L’iniziativa propone un viaggio tra Medioevo e Controriforma attraverso la “lettura” dei preziosi affreschi devozionali che ricoprono le pareti dell’edificio, in gran parte realizzati nel 1525. Un patrimonio iconografico sorprendente, che racconta la fede popolare e le devozioni di un’epoca.
Una storia che parte dal Duecento
La chiesa è citata fin dal 1256 come edificio devozionale sorto attorno a un affresco miracoloso della Vergine. Nel tempo divenne sede di una confraternita laica legata all’ordine degli Umiliati, rafforzando il suo ruolo religioso e sociale nel territorio.
All’interno si possono ammirare 21 differenti santi, tra cui i santi galattofori, invocati dalle madri per avere il latte, e i santi ausiliatori contro la peste. Non mancano 33 raffigurazioni della Vergine Maria, protettrice della maternità, a testimonianza di una devozione profondamente radicata.

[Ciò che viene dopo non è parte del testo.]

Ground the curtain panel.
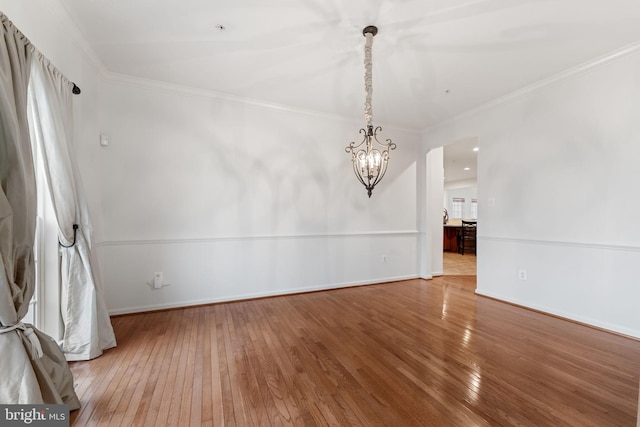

Particolarmente significativa la presenza di quattro Madonne del Latte, accanto alla Madonna della Misericordia e alla Madonna della Tenerezza, soggetti che rendono l’apparato iconografico ancora più raro e prezioso.
L’altare barocco e la Madonna del Parto
Nel 1731 venne realizzato il nuovo altare barocco, che custodisce la rarissima immagine miracolosa della Madonna incinta, nota come Madonna del Parto. L’opera è incorniciata da un pregevole altare ligneo intagliato e da una predella dorata proveniente dalla famiglia Borromeo, elemento che aggiunge ulteriore valore storico e artistico al complesso.
La presenza di soggetti iconografici particolari e poco diffusi rende Santa Maria della Neve un caso unico nel panorama provinciale, meta di interesse non solo per i fedeli ma anche per studiosi e appassionati d’arte.
La visita guidata durerà circa un’ora e mezza. Non è richiesta la prenotazione e l’ingresso è a offerta libera, a sostegno delle attività della Pro Loco di Cislago.
L’appuntamento è alla chiesa di Santa Maria della Neve, in località Santa Maria Inziata, via Magenta, a Cislago.